Il nous a parlé de la formation d'un désert de sel situé non loin d'ici...à 4000m de haut. Avec les mouvements tectoniques, il semblerait qu'une partie de l'océan ait été isolé et élevé dans les airs. Par la suite, l'eau s'est évaporée, laissant place à une étendue de sel de plusieurs kilomètres de diamètre.
Il nous a également appris de nouvelles choses sur l'histoire de l'Amérique du Sud, qui est décidément passionnante, et incroyablement complète et mystérieuses. J'ai d'ailleurs deux livres à lire sur le sujet, que je met ici au cas où ça vous intéresse. Le premier parle de l'époque coloniale et des relations avec les indigènes: "Las veinas abiertas de Argentina". Le second parle de l'histoire de la dictature et s'appelle "Nunca Mas". 
Il m'a aussi expliqué que la région de Jujuy compte une importante production de canne à sucre (sucre et papier) et de tabac. Le problème, c'est que de nombreux produits chimiques sont utilisés pour les faire pousser et les raffiner. Outre l'impact environnemental, ces produits intoxiquent la population locale. L'espérance de vie ici est de 55 ans... 
Comme pour le soja en Misiones, je réalise une fois de plus l'impact de notre consommation sur la vie de gens à l'autre bout du monde.

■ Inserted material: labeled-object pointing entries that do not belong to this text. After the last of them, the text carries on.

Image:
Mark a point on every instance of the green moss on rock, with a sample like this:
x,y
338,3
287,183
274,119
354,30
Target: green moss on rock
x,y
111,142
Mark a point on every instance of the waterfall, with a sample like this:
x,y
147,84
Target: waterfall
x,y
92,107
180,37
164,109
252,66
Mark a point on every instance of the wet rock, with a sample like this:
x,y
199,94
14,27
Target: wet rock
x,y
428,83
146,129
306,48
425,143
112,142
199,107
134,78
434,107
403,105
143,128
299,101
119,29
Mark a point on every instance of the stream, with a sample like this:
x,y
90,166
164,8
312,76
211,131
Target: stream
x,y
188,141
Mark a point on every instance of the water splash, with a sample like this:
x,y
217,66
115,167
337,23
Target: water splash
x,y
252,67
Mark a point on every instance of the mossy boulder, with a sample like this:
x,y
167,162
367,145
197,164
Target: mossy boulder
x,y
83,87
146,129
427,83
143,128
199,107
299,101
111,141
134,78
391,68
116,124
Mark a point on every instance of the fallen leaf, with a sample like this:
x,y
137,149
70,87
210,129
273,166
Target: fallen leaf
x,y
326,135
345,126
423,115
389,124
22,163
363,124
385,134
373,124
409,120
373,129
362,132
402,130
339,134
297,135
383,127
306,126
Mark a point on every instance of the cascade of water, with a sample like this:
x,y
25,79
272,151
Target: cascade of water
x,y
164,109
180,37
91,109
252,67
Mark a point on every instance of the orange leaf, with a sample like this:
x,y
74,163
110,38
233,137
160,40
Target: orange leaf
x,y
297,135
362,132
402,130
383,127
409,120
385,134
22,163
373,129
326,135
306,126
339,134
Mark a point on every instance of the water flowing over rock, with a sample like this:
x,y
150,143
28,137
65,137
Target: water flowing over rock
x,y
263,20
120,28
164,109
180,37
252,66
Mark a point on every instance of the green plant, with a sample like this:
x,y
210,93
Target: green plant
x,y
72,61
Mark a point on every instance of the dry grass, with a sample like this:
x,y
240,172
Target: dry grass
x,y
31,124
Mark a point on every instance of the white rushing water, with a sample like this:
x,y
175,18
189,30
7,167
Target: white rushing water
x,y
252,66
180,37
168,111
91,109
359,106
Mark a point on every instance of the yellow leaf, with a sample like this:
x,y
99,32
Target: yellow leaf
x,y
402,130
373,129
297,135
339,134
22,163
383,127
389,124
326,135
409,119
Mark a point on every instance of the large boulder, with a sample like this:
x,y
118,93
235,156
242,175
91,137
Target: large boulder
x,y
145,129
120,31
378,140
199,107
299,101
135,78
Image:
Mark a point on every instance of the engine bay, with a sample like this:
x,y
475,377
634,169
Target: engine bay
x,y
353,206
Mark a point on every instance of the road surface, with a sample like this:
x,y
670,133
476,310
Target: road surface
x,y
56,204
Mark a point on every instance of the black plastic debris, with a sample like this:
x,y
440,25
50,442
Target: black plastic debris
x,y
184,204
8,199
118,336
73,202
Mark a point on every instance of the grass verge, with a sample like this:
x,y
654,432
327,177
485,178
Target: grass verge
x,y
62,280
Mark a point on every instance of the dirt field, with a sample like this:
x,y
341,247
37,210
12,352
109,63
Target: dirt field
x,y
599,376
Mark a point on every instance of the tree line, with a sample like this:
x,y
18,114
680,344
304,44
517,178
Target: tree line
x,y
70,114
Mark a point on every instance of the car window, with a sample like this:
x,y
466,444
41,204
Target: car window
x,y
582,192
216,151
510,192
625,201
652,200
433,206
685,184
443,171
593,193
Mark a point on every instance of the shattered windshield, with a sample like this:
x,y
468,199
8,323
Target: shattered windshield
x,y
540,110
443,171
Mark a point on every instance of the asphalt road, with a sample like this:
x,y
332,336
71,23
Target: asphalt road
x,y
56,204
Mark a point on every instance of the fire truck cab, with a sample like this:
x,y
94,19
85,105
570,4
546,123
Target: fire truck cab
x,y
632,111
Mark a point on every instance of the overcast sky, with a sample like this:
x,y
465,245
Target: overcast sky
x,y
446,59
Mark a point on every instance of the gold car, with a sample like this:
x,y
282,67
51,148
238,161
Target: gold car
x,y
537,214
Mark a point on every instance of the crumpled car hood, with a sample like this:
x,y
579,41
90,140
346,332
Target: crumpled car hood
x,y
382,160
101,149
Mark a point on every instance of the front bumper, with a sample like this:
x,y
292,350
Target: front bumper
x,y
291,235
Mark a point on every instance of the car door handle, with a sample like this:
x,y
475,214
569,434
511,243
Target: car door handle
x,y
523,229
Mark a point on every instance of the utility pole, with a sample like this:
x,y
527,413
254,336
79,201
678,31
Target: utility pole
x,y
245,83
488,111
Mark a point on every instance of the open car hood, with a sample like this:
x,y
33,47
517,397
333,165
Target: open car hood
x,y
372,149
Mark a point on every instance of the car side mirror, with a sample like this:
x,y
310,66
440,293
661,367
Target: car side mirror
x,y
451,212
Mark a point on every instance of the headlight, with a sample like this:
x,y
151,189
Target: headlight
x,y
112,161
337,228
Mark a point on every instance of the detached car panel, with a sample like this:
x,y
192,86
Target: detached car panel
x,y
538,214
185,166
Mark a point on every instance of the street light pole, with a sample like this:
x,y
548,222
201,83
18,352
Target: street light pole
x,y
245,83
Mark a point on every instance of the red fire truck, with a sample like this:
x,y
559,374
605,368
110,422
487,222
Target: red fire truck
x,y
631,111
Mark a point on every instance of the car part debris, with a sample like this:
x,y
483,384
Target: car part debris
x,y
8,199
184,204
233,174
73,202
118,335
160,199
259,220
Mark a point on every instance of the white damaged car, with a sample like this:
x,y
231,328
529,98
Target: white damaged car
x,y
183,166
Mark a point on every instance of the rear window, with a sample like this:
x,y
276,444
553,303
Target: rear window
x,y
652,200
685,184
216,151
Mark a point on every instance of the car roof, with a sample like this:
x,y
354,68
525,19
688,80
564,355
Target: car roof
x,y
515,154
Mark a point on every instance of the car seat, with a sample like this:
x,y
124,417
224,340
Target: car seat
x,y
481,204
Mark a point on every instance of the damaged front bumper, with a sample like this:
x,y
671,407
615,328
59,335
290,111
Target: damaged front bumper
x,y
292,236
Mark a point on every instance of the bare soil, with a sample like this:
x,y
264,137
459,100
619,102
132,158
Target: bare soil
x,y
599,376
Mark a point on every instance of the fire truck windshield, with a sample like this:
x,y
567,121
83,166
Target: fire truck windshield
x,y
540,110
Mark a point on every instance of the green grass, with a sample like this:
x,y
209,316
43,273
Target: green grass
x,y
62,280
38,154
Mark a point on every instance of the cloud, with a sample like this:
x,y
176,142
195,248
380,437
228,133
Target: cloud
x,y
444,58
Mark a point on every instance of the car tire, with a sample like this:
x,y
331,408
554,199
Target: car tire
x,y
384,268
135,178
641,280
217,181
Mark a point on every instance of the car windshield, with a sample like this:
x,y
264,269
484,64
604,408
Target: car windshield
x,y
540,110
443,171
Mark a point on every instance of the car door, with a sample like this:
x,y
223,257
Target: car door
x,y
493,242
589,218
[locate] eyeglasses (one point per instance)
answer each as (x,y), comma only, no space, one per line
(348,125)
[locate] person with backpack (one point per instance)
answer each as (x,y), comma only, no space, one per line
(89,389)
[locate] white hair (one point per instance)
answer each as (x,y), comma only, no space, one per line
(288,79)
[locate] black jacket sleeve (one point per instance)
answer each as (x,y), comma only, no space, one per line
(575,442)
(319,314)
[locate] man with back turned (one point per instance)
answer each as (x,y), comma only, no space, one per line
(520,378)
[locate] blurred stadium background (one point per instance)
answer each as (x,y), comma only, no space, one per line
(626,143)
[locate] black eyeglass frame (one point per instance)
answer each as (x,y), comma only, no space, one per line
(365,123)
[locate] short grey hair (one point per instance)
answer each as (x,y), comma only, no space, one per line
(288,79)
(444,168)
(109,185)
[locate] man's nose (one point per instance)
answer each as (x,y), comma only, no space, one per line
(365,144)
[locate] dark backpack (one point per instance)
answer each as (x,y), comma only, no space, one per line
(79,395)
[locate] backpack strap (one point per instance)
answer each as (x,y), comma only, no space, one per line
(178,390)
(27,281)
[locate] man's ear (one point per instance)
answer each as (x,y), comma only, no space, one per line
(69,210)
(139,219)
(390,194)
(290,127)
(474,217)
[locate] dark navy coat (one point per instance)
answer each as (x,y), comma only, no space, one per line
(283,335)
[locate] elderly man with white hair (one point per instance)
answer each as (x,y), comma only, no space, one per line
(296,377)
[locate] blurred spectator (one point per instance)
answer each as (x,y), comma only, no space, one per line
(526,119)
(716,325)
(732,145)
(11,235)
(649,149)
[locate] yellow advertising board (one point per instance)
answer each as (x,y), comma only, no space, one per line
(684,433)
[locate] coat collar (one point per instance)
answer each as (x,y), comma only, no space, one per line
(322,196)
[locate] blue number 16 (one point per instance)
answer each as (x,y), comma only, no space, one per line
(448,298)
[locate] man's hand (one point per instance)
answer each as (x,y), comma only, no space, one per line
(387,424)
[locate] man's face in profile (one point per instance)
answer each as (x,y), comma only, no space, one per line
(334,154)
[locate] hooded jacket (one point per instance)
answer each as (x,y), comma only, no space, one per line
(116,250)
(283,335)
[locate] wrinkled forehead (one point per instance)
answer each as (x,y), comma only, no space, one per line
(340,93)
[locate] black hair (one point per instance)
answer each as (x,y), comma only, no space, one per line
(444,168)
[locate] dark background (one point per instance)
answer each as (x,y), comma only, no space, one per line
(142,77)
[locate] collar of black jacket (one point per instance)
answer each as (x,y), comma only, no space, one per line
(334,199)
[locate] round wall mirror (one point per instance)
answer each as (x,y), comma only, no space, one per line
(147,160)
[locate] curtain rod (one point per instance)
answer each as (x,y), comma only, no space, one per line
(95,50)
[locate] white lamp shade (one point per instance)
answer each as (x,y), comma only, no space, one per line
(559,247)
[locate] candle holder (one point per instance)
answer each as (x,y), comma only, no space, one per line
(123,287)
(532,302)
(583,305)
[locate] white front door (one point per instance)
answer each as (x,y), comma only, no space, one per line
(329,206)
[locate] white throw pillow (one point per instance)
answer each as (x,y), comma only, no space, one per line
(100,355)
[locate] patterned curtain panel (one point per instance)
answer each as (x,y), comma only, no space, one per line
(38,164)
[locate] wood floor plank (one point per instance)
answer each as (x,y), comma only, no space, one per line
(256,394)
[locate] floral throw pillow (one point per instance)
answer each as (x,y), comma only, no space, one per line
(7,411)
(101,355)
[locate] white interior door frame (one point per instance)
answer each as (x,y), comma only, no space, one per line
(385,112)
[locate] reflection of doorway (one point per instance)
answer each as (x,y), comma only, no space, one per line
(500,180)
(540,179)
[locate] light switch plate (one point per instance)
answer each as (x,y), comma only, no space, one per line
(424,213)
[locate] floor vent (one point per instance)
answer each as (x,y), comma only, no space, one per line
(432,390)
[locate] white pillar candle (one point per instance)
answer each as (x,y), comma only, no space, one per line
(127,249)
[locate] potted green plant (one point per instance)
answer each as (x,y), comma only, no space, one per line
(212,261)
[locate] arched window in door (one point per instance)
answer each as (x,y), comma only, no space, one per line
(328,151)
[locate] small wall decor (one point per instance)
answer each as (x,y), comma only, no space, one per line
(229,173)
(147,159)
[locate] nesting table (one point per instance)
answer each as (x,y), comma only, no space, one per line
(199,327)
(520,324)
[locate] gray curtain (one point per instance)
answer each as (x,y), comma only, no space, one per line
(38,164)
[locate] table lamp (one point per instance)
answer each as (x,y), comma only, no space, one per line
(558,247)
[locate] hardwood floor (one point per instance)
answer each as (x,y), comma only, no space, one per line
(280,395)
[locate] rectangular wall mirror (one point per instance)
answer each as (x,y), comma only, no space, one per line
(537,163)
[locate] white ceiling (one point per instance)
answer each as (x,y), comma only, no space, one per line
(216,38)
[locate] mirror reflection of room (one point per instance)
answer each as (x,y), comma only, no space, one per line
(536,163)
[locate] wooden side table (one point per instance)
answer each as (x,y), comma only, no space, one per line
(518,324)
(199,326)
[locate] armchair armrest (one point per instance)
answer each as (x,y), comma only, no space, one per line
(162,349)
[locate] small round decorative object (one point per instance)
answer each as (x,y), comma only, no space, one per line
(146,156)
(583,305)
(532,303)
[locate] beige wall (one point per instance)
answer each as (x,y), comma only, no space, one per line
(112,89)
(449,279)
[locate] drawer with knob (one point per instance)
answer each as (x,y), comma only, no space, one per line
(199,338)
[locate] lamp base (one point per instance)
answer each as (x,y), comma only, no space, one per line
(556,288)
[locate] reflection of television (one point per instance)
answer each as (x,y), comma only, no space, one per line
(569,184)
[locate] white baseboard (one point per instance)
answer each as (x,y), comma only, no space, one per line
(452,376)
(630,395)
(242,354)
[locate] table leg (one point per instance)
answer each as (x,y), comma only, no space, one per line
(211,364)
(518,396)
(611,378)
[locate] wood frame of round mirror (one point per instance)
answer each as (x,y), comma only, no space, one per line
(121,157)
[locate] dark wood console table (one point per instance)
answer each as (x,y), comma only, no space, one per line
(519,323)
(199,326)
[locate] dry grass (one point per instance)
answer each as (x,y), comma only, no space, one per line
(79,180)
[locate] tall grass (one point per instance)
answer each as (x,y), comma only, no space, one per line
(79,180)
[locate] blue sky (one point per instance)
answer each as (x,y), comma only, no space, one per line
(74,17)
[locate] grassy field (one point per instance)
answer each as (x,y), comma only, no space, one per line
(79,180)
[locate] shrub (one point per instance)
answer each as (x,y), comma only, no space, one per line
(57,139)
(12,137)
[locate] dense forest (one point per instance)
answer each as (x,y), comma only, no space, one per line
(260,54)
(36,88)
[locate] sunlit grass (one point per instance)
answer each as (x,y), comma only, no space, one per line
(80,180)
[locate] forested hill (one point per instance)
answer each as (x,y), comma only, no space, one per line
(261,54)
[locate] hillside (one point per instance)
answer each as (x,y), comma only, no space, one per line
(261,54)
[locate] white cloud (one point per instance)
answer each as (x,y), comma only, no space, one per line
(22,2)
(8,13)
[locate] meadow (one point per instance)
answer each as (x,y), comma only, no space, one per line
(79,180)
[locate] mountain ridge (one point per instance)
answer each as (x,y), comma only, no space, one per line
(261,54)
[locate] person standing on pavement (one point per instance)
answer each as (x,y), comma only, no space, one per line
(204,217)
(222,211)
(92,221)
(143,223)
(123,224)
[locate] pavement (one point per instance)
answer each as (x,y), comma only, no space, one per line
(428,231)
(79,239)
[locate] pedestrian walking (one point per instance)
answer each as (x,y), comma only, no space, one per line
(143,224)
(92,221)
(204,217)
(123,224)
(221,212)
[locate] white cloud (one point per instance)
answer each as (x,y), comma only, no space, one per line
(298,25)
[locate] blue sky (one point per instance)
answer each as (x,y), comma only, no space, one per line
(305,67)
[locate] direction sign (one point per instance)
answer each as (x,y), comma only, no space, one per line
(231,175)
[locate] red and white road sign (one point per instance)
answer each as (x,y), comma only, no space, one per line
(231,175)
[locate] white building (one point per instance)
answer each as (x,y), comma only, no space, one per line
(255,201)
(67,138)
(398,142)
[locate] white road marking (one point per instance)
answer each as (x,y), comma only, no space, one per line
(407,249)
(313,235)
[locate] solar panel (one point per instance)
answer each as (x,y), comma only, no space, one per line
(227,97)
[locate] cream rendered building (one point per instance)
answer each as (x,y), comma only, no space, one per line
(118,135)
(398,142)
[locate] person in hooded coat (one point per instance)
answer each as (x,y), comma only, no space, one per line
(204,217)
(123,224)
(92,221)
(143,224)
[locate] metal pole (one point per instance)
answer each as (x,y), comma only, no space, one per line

En ce moment, c'est l'époque du carnaval dans tout le Nord Argentin. La fête dure plusieurs semaines et comporte de nombreux rites traditionnels indigènes comme des offrandes à la pacha mama. Ici, on dit que pendant le carnaval tout est permis, aussi les gens, d'habitude humbles et réservés se métamorphosent littéralement. Il y a le jour des célibataires, ou seuls les célibataires sortent dans la rue et se retrouvent. Idem pour le jour des femmes, le jour des hommes, etc.. et personne n'a de comptes à rendre à personne. Pour cette raison, il existe dans la région une proportion non négligeable de ce qu'on appelle les "Enfants du Carnaval".